Many universities and events deliberately try to select diverse speakers, and I think it’s a fine way to expose audiences to writers of different backgrounds. But I was startled to hear there weren’t many Asian American women fiction writers. Off the top of my head, I could think of several dozen.
Early on, 2014 was designated the “Year of Reading Women.” Partly inspired by the annual VIDA count — which for four straight years has shown a huge gender disparity in major literary publications — the #ReadWomen2014 movement encouraged readers to do just that.
In May, Book Expo America was widely criticized when the initial lineup for BookCon, its public event, contained virtually no women and virtually no people of color.
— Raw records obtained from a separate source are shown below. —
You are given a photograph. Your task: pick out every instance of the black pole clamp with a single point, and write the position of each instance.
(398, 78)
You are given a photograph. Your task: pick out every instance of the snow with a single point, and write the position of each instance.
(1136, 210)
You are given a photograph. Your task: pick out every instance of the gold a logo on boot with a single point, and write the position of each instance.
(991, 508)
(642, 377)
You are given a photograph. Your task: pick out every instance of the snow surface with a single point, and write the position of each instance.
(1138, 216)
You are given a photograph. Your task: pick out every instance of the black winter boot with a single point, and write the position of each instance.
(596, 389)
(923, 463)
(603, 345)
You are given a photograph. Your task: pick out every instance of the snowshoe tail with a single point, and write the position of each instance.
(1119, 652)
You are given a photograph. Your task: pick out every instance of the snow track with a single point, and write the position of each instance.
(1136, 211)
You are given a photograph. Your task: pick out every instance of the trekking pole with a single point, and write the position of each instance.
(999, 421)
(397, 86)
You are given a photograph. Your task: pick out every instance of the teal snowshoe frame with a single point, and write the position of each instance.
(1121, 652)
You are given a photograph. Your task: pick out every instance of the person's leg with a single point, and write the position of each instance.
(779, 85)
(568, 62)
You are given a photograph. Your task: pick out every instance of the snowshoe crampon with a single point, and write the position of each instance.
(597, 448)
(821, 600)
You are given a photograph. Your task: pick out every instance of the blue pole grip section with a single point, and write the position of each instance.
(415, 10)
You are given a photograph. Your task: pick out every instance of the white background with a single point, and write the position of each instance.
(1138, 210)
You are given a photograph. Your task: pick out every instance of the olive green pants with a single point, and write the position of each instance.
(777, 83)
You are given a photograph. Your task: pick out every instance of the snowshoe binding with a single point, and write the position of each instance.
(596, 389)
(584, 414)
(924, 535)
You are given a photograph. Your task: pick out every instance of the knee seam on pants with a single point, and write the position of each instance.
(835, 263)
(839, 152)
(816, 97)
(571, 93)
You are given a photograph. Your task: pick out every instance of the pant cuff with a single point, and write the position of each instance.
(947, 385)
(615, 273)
The#WeNeedDiverseBooks Campaign arose in response, to promote greater diversity in children’s and YA literature. (Full disclosure: I took part in a BookCon panel myself, in the awkward position of a woman of color who had actually been invited months before the controversy.)
In other words, in 2014, we might have expected awareness of women writers and writers of color to be on the rise. And I still hope it is, on the whole. Yet there it was, that statement I heard surprisingly often: “There just aren’t many Asian American women writers.”
Several years ago, frustrated by similar remarks about authors of color, the writer and critic Roxane Gay compiled a list of them, aptly titled “We Are Many. We Are Everywhere.” Inspired by Gay’s list, I put out a call on Twitter for names of Asian American women writers. Within hours, I was deluged with suggestions. Even after I narrowed the focus to authors who had published a book of fiction — the type of speaker most venues seek — the list swelled into the hundreds.”